BY: MILTON J. HELMICK, Attorney General

TO: Requested by: Mrs. Soledad Chacon, Secretary of State, Santa Fe, New Mexico.

Indians Not Taxed Cannot Vote in New Mexico.

OPINION

{*172} It is reported to the Secretary of State that certain members of registration boards in McKinley county are insisting upon registering Indians living upon the reservation and inquiry is made whether Indians not taxed can vote in New Mexico.

This office has heretofore held in a memorandum opinion that Indians not taxed can not vote. The legal advisor of both the Democratic and Republican State Committees have reached the same conclusion, and a written agreement reciting this understanding has been signed by the State Chairman of both parties. Hon. J. O. Seth, an eminent lawyer of this state, has written an elaborate opinion for the New Mexico Tax Payer's Association in which he concurs with the views of this office. In view of the unanimity of opinion on the question it does not seem necessary to indulge in a lengthy discussion here.

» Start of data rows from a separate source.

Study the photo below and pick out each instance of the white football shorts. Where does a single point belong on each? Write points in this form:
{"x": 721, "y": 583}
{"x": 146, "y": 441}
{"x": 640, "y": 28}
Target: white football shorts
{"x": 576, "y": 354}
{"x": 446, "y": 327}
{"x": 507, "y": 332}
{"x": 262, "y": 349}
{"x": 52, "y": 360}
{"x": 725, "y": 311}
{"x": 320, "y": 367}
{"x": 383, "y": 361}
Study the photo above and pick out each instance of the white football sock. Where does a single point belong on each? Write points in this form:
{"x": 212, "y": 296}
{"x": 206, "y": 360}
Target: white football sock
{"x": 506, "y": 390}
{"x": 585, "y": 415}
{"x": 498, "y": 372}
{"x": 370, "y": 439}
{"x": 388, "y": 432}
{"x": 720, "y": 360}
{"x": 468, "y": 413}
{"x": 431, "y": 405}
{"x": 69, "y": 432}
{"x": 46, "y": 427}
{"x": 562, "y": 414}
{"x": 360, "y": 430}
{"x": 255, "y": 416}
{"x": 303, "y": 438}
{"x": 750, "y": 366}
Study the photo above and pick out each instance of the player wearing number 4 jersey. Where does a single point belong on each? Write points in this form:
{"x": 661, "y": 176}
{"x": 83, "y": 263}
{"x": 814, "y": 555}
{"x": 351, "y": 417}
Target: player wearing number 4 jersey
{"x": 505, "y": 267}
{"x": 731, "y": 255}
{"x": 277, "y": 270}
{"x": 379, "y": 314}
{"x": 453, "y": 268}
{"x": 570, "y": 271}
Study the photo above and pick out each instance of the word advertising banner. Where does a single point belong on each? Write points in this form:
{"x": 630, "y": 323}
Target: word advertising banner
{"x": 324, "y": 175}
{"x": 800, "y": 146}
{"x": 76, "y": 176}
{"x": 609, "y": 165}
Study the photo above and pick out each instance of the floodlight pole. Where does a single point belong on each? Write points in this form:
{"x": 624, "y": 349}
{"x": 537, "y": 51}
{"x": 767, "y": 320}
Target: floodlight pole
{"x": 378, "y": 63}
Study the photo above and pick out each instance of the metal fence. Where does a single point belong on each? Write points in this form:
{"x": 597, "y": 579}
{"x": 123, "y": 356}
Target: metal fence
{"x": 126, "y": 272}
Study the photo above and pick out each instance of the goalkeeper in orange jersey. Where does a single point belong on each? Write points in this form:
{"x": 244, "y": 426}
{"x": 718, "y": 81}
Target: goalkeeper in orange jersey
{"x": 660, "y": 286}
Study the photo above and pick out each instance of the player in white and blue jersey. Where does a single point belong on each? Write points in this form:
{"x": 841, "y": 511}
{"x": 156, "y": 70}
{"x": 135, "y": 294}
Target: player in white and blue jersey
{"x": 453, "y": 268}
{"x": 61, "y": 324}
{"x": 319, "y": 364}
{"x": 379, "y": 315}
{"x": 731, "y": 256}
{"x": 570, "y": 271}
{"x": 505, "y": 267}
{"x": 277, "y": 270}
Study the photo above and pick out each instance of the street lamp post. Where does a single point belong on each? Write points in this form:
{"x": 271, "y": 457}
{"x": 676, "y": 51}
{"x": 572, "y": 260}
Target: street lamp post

The recent act of Congress conferring citizenship upon Indians probably amounted to nothing more than a recognition of the status which was already theirs. Franchise does not necessarily follow citizenship. In some states aliens with first papers can vote. The qualifications of voters at all elections whether local, state or national are fixed by the states themselves. The Federal government can not fix the qualifications of voters, -- it merely adopts the electors of the states. There is no such thing as a "Federal elector."

The only control of the Federal government over the states in the matter of qualifications of voters in the familiar provision of the 15th amendment of the United States constitution which says that franchise shall not be denied on account of race, color or previous condition of servitude. The constitution of New Mexico in determining the qualifications of voters in New Mexico excludes Indians not taxed and at first blush this provision of our State {*173} constitution might be considered a violation of the 15th amendment just mentioned. This is not so however. Indians not taxed are denied the vote not because of their race but because they do not pay taxes, -- or in other words because of their status as wards of the government. The recent act of Congress conferring citizenship did not affect the wardship of the Indian and he still remains a ward of the United States. It is true that the non-taxpaying test does not apply to other citizens, but all non-Indians are potential tax payers, -- that is, they must pay taxes if they acquire property. The Indian on the other hand cannot be a tax payer no matter how much property he acquires because he is a ward. The franchise is denied the Indian by our state Constitution for much the same reason that the vote is also denied a minor. Both are citizens but neither is allowed to vote because of his status which is one of dependence.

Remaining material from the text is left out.